In other words, what does atom economy tell you about “greenness”?
c. What is another possible consideration from the principles of green chemistry that could tell you more about comparing
“greenness” of these two reactions.
After massing an empty crucible and lid, a student placed potassium bicarbonate in
the crucible and maseds the crucible and lid again. She then placed the crucible in a
clay triangle held in a ring on a support stand. She put the crucible cover on loosely
and heated very gently (see figure). It was important she heated the crystals gently
to be sure the escaping vapor does not carry any of the solid along with it. She
heated the crucible and its contents gently for a total of 5 minutes. After removing
the crucible (using tongs), she placed in on a ceramic tile and let cool for 10
minutes, she then massed the crucible and contents. She then repeated the heating
process until a constant mass was obtained.
She constructed the following data table:
Mass of empty crucible + lid
Mass of crucible + lid + KHCO3
Mass of crucible + lid + carbonate
product (after 1st heating)
Mass of crucible + lid + carbonate
product (after 2nd heating)
Mass of crucible + lid + carbonate
product (after 3rd heating)
23.45 g
25.45 g
26.85 g
26.77 g
26.76 g
Using this data, calculate the following:
3. Calculate the percent yield of the carbonate product.
4. Calculate the theoretical atom economy for the carbonate product.
5. How are the 2 ways of measuring efficiency of a reaction (percent yield and atom economy) the same? How do they differ?
Lab Instructions
You will be required to analyze a sample made up of sodium carbonate and sodium bicarbonate.
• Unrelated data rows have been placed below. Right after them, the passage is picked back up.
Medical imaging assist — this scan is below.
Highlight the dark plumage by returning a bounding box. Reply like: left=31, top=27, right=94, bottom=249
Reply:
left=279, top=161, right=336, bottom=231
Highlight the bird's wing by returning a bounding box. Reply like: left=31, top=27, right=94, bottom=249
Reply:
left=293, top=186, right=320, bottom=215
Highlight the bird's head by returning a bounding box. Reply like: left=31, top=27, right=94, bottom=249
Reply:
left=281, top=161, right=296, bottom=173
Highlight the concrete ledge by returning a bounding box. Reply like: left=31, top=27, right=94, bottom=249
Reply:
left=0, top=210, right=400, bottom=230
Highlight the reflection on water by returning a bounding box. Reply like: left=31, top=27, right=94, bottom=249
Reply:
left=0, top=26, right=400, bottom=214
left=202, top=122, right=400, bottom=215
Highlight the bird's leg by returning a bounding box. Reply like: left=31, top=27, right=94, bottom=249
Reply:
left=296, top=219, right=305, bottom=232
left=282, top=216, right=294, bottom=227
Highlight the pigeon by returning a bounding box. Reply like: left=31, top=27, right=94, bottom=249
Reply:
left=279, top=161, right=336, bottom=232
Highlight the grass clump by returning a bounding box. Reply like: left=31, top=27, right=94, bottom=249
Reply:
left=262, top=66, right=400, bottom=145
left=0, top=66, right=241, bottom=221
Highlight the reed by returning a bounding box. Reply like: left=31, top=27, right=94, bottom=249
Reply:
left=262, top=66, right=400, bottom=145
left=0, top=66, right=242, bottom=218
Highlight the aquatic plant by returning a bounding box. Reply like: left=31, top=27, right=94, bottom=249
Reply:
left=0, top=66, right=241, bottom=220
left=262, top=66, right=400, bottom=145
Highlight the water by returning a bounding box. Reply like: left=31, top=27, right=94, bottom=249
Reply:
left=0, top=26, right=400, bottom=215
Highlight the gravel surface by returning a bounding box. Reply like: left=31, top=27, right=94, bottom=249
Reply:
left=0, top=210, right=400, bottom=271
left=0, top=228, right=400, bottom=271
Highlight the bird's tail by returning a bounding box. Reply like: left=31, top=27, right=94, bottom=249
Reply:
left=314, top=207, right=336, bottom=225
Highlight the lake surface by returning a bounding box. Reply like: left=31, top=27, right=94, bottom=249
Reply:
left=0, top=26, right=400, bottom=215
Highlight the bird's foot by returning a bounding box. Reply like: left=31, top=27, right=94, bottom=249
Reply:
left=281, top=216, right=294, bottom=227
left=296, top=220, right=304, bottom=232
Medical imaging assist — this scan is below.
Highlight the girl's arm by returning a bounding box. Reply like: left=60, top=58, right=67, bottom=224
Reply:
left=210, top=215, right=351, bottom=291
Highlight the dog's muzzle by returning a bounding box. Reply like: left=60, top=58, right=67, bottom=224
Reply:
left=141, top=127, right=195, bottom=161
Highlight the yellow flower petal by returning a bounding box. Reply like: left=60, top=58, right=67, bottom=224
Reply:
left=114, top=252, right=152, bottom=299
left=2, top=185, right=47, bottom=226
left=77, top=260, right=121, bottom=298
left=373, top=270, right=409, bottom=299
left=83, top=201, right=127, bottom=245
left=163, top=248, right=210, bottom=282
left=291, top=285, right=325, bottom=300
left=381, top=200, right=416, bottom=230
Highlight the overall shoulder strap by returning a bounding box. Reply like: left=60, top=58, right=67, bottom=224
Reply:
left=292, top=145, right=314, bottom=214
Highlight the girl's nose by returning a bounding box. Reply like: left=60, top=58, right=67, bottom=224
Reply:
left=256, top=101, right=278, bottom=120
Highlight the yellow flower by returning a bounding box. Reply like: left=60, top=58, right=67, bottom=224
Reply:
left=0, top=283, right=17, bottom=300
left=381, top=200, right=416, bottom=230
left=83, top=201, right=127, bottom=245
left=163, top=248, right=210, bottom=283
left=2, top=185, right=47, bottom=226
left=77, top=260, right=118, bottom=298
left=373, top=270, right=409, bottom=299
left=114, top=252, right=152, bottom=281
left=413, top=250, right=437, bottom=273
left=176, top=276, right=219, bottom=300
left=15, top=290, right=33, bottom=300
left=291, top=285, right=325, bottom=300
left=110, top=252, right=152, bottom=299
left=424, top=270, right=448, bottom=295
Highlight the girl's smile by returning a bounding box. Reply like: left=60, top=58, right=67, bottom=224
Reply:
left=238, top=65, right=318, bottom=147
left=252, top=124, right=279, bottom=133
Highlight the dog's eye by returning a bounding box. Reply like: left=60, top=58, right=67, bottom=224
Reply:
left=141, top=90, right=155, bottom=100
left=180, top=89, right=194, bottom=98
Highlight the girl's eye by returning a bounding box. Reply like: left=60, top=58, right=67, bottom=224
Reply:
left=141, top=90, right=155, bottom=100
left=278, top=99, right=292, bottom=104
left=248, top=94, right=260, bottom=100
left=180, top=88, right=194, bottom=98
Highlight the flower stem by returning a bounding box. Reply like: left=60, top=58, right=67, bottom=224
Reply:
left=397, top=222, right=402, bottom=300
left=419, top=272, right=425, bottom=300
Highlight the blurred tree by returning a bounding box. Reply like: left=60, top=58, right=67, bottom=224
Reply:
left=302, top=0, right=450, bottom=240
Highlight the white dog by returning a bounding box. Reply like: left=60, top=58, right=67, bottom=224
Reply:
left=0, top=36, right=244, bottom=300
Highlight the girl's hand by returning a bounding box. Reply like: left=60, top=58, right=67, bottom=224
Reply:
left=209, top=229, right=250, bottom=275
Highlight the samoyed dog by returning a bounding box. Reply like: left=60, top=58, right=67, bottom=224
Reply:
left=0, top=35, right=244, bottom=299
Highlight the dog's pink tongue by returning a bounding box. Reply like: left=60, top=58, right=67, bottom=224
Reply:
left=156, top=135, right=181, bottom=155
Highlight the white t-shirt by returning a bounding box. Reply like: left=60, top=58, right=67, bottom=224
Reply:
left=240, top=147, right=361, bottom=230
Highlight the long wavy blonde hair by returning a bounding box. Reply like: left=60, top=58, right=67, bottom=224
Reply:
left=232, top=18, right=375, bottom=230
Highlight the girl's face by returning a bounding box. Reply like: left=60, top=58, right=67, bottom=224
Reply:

Design a laboratory procedure to determine the percent bicarbonate in the mixture. Write a detailed step by step procedure for the
experiment. Include all the materials and equipment that will be needed, safety precautions that must be followed, the required
data table and calculations. . (Use about 4-5 grams of your mixture, only do one trial)
Carry out the experiment and record results in an appropriate data table
Analyze the results: Your results should address the following points:
1. The total mass of water and carbon dioxide lost
2. The moles of water lost
3. The mass of sodium bicarbonate originally present in the mixture
4. The mass percent of the sodium bicarbonate in the original mixture.
In addition to the accuracy of the experiment, the discussion should address how the experiment adheres to the principle of
green chemistry (e.g. the atom economy of the experiment).